A satellite the size of a microwave oven on Monday successfully broke free from its orbit around Earth and is headed toward the moon, the latest step in NASA’s plan to land astronauts on the lunar surface again.
It has already been an unusual journey for the Capstone satellite. It was launched six days ago from New Zealand’s Mahia Peninsula by the company Rocket Lab in one of their small Electron rockets. It is expected to take another four months for the satellite to reach the moon, as it cruises along using minimal energy.
Rocket Lab founder Peter Beck said it was hard to put his excitement into words.
“It’s probably going to take a while to sink in. It’s been a project that has taken us two, two-and-a-half years, and is just incredibly, incredibly difficult to execute,” he said. “So to see it all come together tonight and see that spacecraft on its way to the moon, it’s just absolutely epic.”
The relatively low cost of the mission — NASA put it at US$32.7 million — marked the beginning of a new era for space exploration, Beck said.
“For some tens of millions of dollars, there is now a rocket and a spacecraft that can take you to the moon, to asteroids, to Venus, to Mars,” Beck said. “It’s an insane capability that’s never existed before.”
If the rest of the mission is successful, the Capstone satellite would send back vital information for months, and would be the first to take a new orbit around the moon called a near-rectilinear halo orbit: a stretched-out egg shape with one end of the orbit passing close to the moon and the other far from it.

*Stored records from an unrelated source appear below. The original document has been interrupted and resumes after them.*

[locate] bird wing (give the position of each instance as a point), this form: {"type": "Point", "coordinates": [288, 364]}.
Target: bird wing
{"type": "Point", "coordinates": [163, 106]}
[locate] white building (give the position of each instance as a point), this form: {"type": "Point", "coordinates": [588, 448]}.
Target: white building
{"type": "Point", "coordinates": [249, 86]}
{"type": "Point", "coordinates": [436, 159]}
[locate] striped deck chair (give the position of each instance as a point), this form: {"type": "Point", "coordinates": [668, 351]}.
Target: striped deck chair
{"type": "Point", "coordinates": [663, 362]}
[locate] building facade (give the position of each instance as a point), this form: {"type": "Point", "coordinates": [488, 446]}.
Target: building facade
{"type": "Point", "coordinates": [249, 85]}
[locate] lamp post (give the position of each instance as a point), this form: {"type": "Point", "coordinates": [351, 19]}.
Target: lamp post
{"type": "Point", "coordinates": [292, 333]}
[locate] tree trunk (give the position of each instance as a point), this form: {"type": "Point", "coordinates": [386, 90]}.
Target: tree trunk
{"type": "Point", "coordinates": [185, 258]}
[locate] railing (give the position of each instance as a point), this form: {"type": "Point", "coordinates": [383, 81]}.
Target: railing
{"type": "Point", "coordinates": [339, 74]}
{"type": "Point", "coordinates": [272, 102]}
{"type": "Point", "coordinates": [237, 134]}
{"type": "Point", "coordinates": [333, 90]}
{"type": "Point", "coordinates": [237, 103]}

Eventually, NASA plans to put a space station called Gateway into the orbital path, from which astronauts can descend to the moon’s surface as part of its Artemis program.
Beck said the advantage of the new orbit is that it minimizes fuel use and allows the satellite — or a space station — to stay in constant contact with Earth.
The Electron rocket that launched from New Zealand on Tuesday last week was carrying a second spacecraft called Photon, which separated after nine minutes. The satellite was carried for six days in Photon, with the spacecraft’s engines firing periodically to raise its orbit farther and farther from Earth.
A final engine burst on Monday allowed Photon to break from Earth’s gravitational pull and send the satellite on its way.
The plan is now for the 25kg satellite to far overshoot the moon before falling back into the new lunar orbit Nov. 13. The satellite would use tiny amounts of fuel to make a few planned trajectory course corrections along the way.
Beck said they would decide over the coming days what to do with Photon, which had completed its tasks and still had a bit of fuel left in the tank.
“There’s a number of really cool missions that we can actually do with it,” Beck said.